Whenever your application is loaded up either with high traffic or because of other intensive load, you need to scale the system so the system has capacity to serve the load. Autoscaling is when this is done automatically without bringing the system down meaning scaling up when there is heavy load and scaling down when the load has subsided.

ASG (Auto Scaling Group)

  • Old way of creating ASG is via Launch Configuration which is immutable. If you wanted to make any changes you had to create a new one.
  • New way is Launch Template which can be extended or versioned.
  • Best practice is to design with minimal number of resources in each AZ so to have buffered (minimum) resources in a separate AZ.
  • ASG Health Check Type: Change from EC2 to ELB which checks for the health checks of applications running on EC2 instead of just EC2 nodes health check.

Common Problems with Autoscaling complex systems

  • Scaling on different metrics
    Scaling up on cpu usage and scaling down on memory usage leads to oscillations.

  • Scaling on muliple metrics
    When its based on both cpu and memory, scaling up goes fine but if one of the metric is not matching leads to oscillations when scaling down.

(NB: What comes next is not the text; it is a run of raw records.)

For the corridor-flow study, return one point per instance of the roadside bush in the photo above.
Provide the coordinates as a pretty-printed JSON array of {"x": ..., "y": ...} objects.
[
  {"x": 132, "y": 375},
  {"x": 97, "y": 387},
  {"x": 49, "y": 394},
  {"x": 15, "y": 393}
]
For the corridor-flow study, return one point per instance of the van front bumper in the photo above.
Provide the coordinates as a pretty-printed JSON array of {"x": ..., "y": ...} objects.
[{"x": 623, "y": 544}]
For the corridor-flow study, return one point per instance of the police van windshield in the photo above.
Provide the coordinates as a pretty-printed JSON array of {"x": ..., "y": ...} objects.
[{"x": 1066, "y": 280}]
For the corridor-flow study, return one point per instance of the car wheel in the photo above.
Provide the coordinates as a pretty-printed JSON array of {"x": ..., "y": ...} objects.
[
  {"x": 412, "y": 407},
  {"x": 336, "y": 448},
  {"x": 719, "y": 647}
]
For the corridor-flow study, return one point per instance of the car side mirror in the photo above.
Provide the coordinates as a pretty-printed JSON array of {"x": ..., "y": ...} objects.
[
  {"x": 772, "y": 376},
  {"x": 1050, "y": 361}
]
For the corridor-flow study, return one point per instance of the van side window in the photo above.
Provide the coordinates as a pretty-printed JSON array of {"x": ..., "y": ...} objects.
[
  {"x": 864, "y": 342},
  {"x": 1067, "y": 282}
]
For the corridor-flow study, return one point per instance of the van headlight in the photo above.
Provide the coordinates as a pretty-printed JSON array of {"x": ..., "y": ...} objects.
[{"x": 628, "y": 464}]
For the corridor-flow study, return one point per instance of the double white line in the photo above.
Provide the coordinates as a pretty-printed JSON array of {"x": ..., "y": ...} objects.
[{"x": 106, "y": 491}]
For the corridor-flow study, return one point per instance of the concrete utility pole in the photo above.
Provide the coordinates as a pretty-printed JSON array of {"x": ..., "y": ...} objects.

  • Scaling at different rates - Resonance
    Make sure you scale up at different rate than scaling down during oscillation load patterns.

  • Thundering herds
    If you receive enough traffic that it actually takes your system down. Your system stops responding. Then, as soon as you try to bring the system back up, if it tries to come up at the lowest load so you have your minimum number of services set to one and your maximum set to 10,000 but your system starts at one, every time you try to bring it up that first service to come up will fall over and die. If the first service to come up falls over and dies immediately, then the load never increases enough to drive the loading metrics. So the system never scales up

Summary
In general, the word of wisdom here is keep it simple. Choose a simple scaling system that you can hold in your head all the time and then monitor it, monitor everything about it and monitor it constantly, and learn from the patterns of your own system.